King Arthur Legion 9 schickt die Zombies ins Mittelalter - was kann da schon schiefgehen?
Test
Zwei Jahre nach dem gelungenen Taktik-RPG King Arthur Knight's Tale schickt uns Standalone-Erweiterung Legion 9 ins Zombie-Mittelalter. Wir haben uns mit Gaius Julius Mento und seiner untoten Truppe ins mystische Avalon begeben - Test!
Das Lararium passt besonders gut zum römischen Setting. In diesem Kultschrein könnt ihr zuvor gesammelte Lar-Statuen platzieren und so von mächtigen Boni profitieren. Mit dem Lemu-Lar zum Beispiel erhalten eure Helden im Kampf Lebenskraft in Höhe von zehn Prozent des ausgeteilten Schadens zurück.

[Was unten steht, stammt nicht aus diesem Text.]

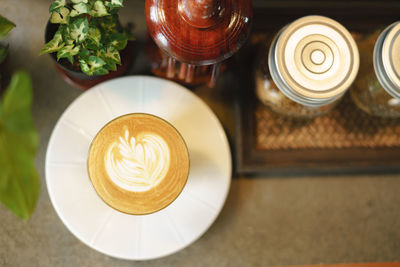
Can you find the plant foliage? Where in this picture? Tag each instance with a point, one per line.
(89, 34)
(5, 27)
(19, 179)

Jeder erfolgreiche Angriff ist also mit etwas Heilung verbunden. Um die Spielbalance zu erhalten, müsst ihr dafür aber auch Nachteile in Kauf nehmen. So ist es in diesem Fall beispielsweise nicht mehr möglich, an Lagerfeuern Lebenskraft zu regenerieren. Wie bei jedem Gebäude sind natürlich auch hier Upgrades möglich, zum Beispiel das Hinzufügen weiterer Altar-Plätze.
Ähnlich wie in King Arthur: Knight's Tale müsst ihr vor und nach Mission außerdem immer wieder Entscheidungen treffen, die sich auf die Loyalität eurer Figuren auswirken.
Quelle: Medienagentur plassma
Auch hier ist ein gewisses Maß an Weitsicht gefragt, denn sackt die Loyalität eines Charakters zu sehr ab, richtet er oder sie im Kampf weniger Schaden an und büßt Aktionspunkte ein. Unter bestimmten Umständen weigern sie sich Figuren sogar, in einigen Kämpfen mitzumischen.
Ergänzend dazu haben die Entwickler ein Moralsystem ins Spiel integriert. Dieses berücksichtigt kampagnenbezogene Entscheidungen, die nach und nach bestimmen, ob man sich zum finsteren Dämonenfürsten oder zum strahlenden Herrscher entwickelt - interessante Boni inklusive.
Wendet ihr beispielsweise die sinnlose Hinrichtung von Gefangenen ab und stellt Nova Roma unter den Schutz von Vesta, der Göttin des Heims, wird der Balken eher in die positive Richtung ausschlagen.
Gut, aber nicht fehlerfrei
King Arthur: Legion IX wird sowohl Neueinsteiger als auch Serienkenner - je nach Spielweise - rund 25 bis 30 Stunden gut unterhalten. Nicht unbedingt mit einer besonders spannend und pompös inszenierten Story.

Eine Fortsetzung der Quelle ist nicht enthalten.